Local rents are very strong indicators of real-estate values. Home prices in most communities that have best weathered the downturn tend toward the low-rent end. That is, they have lower price-to-rent multiples, and house hunters will often find it cheaper to buy properties than to rent them.
Look at a typical “rent vs. buy” calculator available on many real estate or personal-finance websites. Most calculators figure that if prices are more than 15 times annual rents, then a market favors renters; under 15 times, buyers.
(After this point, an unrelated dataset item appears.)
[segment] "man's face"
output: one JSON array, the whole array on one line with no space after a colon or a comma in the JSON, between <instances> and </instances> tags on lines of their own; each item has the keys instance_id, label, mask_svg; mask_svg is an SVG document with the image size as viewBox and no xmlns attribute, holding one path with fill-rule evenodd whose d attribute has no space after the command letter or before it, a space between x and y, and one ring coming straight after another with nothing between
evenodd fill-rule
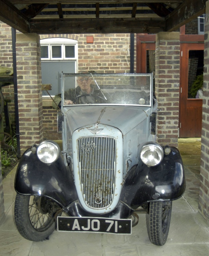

Beware the outliers. Extremely low price-to-rent multiples can be warning flags for seriously depressed markets that are glutted with unsold properties. Trulia, another real-estate information site, regularly publishes a rent-to-buy analysis of large metropolitan areas, and the most “affordable” markets are a Where’s where of the real-estate bust: Las Vegas (prices 6 times rents), Phoenix (7) and Miami (8). At the opposite end, Trulia’s survey says the “least affordable” market is New York City (39), where home values are down just 9.1% from their peak.
It’s the oldest joke in real estate, but with a new punch line:
Q: What are the three most important things to consider when buying a house?
A: Jobs. Jobs. Jobs.
Clearly, the No. 1 factor in determining whether a community has passed through the worst of the housing debacle is its current state of employment. There has always been a connection between the local jobs picture and the local real-estate market, but it’s even greater today.
For example, a lot of our nurses bought close to their hospitals or work places, but they also bought far in far away places where a lot of them lost money in.
Healthier communities have fewer foreclosed properties pulling down values of other homes.
Just as jobs fuel the local housing engine, foreclosures put on the brakes. Even in good times, one foreclosed property in a neighborhood can bring down the values of every other house around it. And, in bad times, abandoned, foreclosed houses can swamp entire metropolitan areas.
In 2010, the worst year so far, about 2.23% of all the homes received a foreclosure filing, according to RealtyTrac, an Irvine, Calif., firm that monitors foreclosed properties. In Las Vegas, the poster child of the Sun Belt’s real-estate bust, the foreclosure rate was 12%, more than 80% of homes are worth less than their mortgages and values are down more than 50% from their peak.
Please be aware of how much more foreclosure or short sales are in the areas of interest, maybe it’s not time to pull the trigger yet.
I suspect the market to get much better next year by force due to it being an election year. Short sales and foreclosures will be on the rise due to the “Debt Forgiveness Act of 2007” expiring year-end. This will force a lot of underwater homeowners to consider letting their property go if they don’t see themselves long term with their current mortgage balance.
Good luck and be informed and be smart about your next investments.